Wind in de zomer en winter Nederland kent een jaarlijkse gang als het gaat om gemiddelde windsnelheid. In het zomerhalfjaar waait het gemiddeld minder hard dan in het winterhalfjaar. In het zomerhalfjaar ligt de gemiddelde windsnelheid landinwaarts tussen 10 en 13 km/uur (2-3 Bft), aan zee tussen 22 en 25 km/uur (4 Bft). In het winterseizoen ligt de gemiddelde windsnelheid een stuk hoger met 13 tot 16 km/uur landinwaarts (3 Bft) en 28 tot 31 km/uur (4-5 Bft) langs de kust. Dit verschil komt niet alleen door een toename in wrijving boven land, omdat bijvoorbeeld bomen volop in het blad staan en gewassen groter zijn. In de zomer is sowieso het temperatuurverschil tussen de Noordpool en de evenaar kleiner, waardoor de overheersende westenwinden minder sterk zijn dan in de winter als het verschil tussen Noordpool en evenaar een stuk groter is.
Door het jaar heen zien we zuidwestenwinden verreweg het vaakst terugkeren. In alle maanden is zuidwest de overheersende windrichting, vooral in de winter- en herfstmaanden. In de herfst- en wintermaanden waait de wind zo'n 30% van de dagen uit het zuidwesten. In het voorjaar is te zien dat de windrichtingen noord en noordoost bijna net zo vaak voorkomen als de zuidwestenwinden. Het aandeel zuidwestenwinden daalt naar zo'n 18%, terwijl het aandeel noord tot noordoost stijgt van 3 tot 10% naar 13 tot 15%.
Het aandeel windrichting per maand op basis van de klimatologische periode 1991-2020.

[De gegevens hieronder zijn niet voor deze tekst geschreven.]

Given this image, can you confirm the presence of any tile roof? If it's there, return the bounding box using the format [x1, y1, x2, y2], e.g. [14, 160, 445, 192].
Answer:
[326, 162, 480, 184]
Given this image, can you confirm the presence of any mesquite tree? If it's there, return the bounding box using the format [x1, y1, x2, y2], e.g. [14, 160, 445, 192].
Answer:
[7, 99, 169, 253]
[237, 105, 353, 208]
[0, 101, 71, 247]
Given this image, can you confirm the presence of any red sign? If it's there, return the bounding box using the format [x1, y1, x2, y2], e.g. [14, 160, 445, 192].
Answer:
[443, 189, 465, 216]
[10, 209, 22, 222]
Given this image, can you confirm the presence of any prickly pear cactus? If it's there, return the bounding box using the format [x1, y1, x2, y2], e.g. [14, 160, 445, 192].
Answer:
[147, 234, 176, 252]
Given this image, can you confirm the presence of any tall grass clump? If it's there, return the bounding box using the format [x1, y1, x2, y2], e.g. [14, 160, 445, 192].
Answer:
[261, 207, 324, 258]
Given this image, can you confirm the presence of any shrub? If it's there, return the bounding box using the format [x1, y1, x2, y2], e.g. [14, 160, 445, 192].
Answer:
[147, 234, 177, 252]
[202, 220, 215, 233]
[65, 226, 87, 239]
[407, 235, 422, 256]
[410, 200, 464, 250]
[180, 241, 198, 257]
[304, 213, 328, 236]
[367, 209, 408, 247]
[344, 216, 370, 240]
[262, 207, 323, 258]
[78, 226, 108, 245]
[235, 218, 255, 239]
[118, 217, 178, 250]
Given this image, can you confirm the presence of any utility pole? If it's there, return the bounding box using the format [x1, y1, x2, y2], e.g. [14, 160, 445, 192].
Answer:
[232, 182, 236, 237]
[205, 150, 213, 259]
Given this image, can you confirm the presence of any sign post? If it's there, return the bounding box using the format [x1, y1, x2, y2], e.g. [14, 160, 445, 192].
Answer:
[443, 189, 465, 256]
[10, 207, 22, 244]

Tot in de zomer zijn de vaker noordelijke windrichtingen terug te zien. Vanaf de maand juni komt wel vaker een noordwestenwind voor dan een noordoostenwind. Met zo'n noordwestenwind wordt in juni vaak nog koudere lucht aangevoerd, wat we weer kennen als de schaapscheerderskou. Laat in de zomer krijgt de windrichting weer een voorkeur voor zuidwest.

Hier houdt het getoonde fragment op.